Am südöstlichen Rand der Wörlitzer Anlagen ließ Fürst Franz von Anhalt-Dessau um 1790 in unmittelbarer Umgebung der Felseninsel „Stein“ die Grotte der Egeria errichten. Im Laufe des Jahres 2021 soll die Gartenarchitektur mit der darin befindlichen namensgebenden Statue instandgesetzt und restauriert werden.

Als Vorbild für das Bauwerk diente ein südlich von Rom gelegenes antikes Nymphaeum aus dem 2. Jahrhundert, das seit seiner Wiederentdeckung den Namen „Grotte der Egeria“ trägt. Vielfältige Darstellungen des 18. Jahrhunderts zeigen diese von Pflanzen überwachsene Ruine mit einem durch sie hindurchfließenden Wasserlauf, im Inneren jedoch anstelle der Quellnymphe Egeria die liegende Statue eines männlichen Flussgottes.

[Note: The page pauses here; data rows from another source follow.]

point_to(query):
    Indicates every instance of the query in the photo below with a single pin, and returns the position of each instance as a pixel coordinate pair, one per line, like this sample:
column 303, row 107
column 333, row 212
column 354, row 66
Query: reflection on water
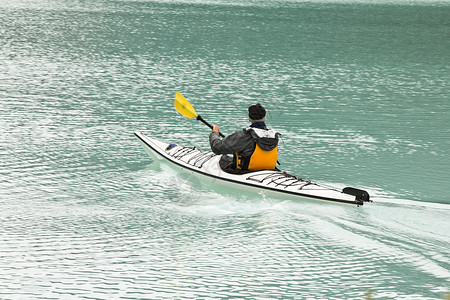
column 359, row 93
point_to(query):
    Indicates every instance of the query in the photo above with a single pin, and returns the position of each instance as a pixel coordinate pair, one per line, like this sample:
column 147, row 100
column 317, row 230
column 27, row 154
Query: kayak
column 206, row 166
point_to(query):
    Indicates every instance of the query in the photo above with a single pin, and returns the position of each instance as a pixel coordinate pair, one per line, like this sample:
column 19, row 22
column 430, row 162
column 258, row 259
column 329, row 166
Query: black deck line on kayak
column 278, row 176
column 200, row 158
column 197, row 160
column 247, row 184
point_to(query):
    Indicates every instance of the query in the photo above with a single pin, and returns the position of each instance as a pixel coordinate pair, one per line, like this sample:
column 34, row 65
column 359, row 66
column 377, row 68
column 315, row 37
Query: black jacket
column 244, row 141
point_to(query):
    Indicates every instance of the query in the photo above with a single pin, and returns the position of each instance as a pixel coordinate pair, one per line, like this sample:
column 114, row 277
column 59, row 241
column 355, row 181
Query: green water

Die Wörlitzer Grotte bildet ein – aus Porphyr und Sandstein gemauertes – nach Westen ruinenhaft abbrechendes und nach Osten mit einer Stirnwand geschlossenes Tonnengewölbe mit verschieden langen Seitenwänden. Rückwärtig greift das Bauwerk leicht schräg in den Wall ein, der die Anlagen nach Süden begrenzt. Die nördliche Wand weist drei rundbogige Nischen auf, während an der gegenüberliegenden sehr viel kürzeren Südwand nur eineinhalb Nischen errichtet wurden. So entstand der gewollte ruinenhafte Eindruck. Im Inneren des Gewölbes lagert auf breiten, in der Rückwand verankerten Konsolen die Skulptur der Quellnymphe Egeria. Sie wurde von dem Bildhauer Pfeiffer angefertigt. Die weiß gefasste Sandsteinskulptur bildet einen deutlichen Kontrast zur dunklen Grottenarchitektur und ist bereits aus der Ferne gut sichtbar.

      
Uferweg zur Grotte mit der liegenden Egeria                                

Über eine rundbogige Öffnung in der östlichen Stirnwand verläuft seitlich ein wasserführender Graben durch die Grotte, der das Wasser unmittelbar vor dem Bauwerk in den Wörlitzer See leitet. Vor der Grotte befand sich ursprünglich ein in Sturzlage positioniertes, derzeit im Kunstgutdepot eingelagertes, korinthisches Kapitell.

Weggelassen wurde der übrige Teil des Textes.